Sixteen-year-old Ada and her twin brother, Livio, are compelled by law to settle their family's debts arising from bankruptcy by serving the state. Ada successfully escapes, betraying Livio in the process, leaving him to bear the weight of the family's legacy alone. She encounters other fugitives like herself and seeks refuge in an overlooked harbor area on the outskirts of the city. Plagued by guilt, Ada faces the choice of persisting in her quest for freedom or sacrificing what little remains to reunite with her beloved brother.
Ada is a young woman, 16 years of age, whose family’s bankruptcy turns her life upside down. The title is a symbolic reference to Kafka’s unfinished novel Amerika (The Man Who Disappeared).
The film is the final chapter in a trilogy on adolescence: a path in three acts, each of which recounting how adolescents deal with the world created by the prior generation, through roles suddenly making them key figures in building their own futures, but where their freedom of action must constantly bend to society’s demands.
Amerika arose from the relaboration of a personal history involving my family’s bankruptcy, and from a recent news story titled Children pledged to loan sharks to perform undeclared work and pay off the family’s debts, a new practice for paying off loans that some loan sharks were using to seize perpetual control over the amount owed them. As the story went on to report, “It’s the children who pay for their families...”.
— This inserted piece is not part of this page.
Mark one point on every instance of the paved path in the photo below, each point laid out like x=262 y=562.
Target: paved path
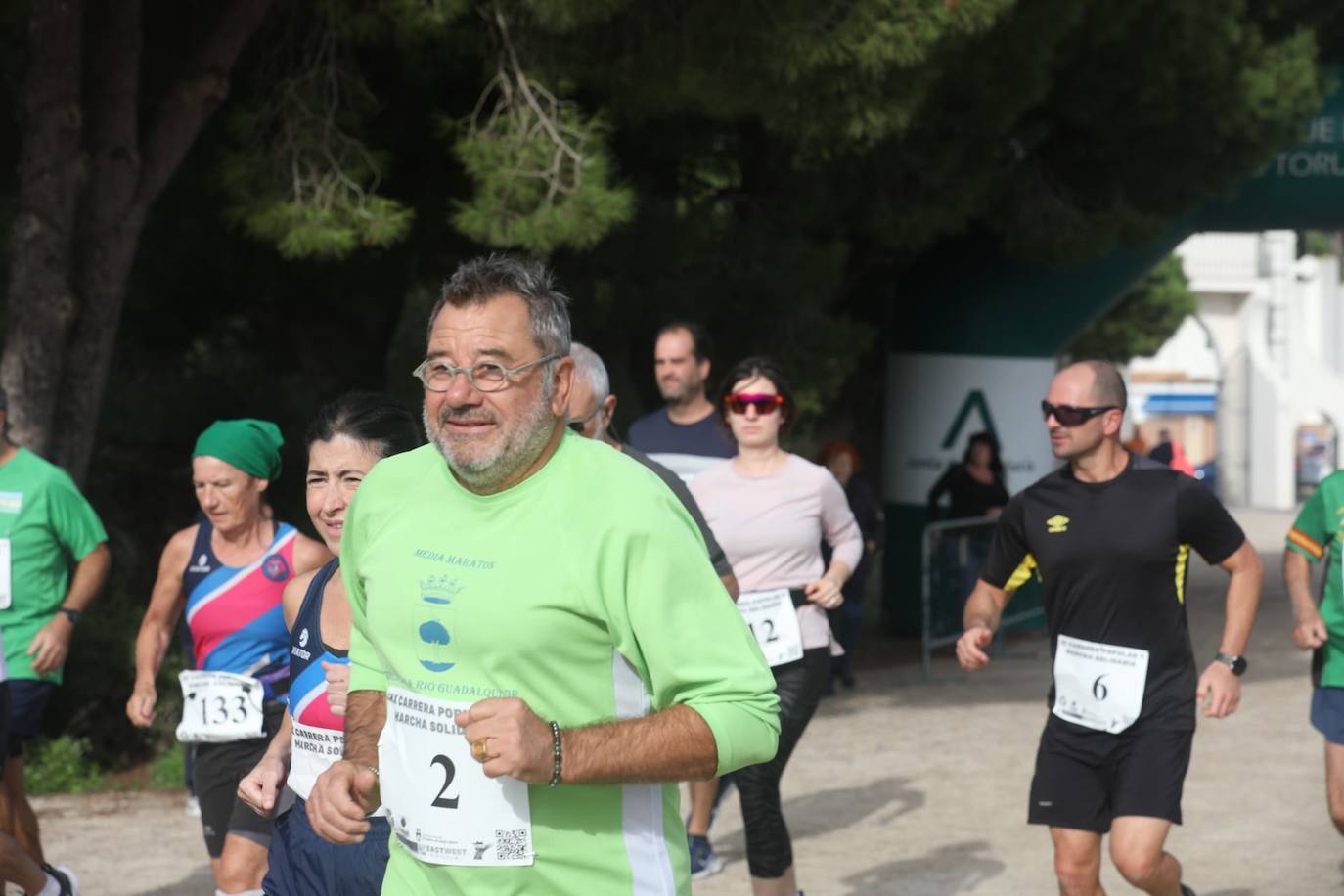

The story of Amerika is a story that belongs to our own time. A reflection on inheritance and on the society we are building, it casts light on what we imagine can happen to these new generations represented here by the sons and daughters who will be required to pay for the mistakes made by those who came before them.
With Amerika, I am interested in building an altered vision of the world, because this discarding procedure allows me to point out and heighten certain dynamics and issues of the society we live in. The work aspires to create an invented world, setting it in a reality that the audience can visibly recognize. The process put into play here is what we might define as science fiction realism. The dynamics within Amerika’s world are not the opposite of those governing our society, but deviate slightly from them, thus placing the film not in a near future, but in an altered present.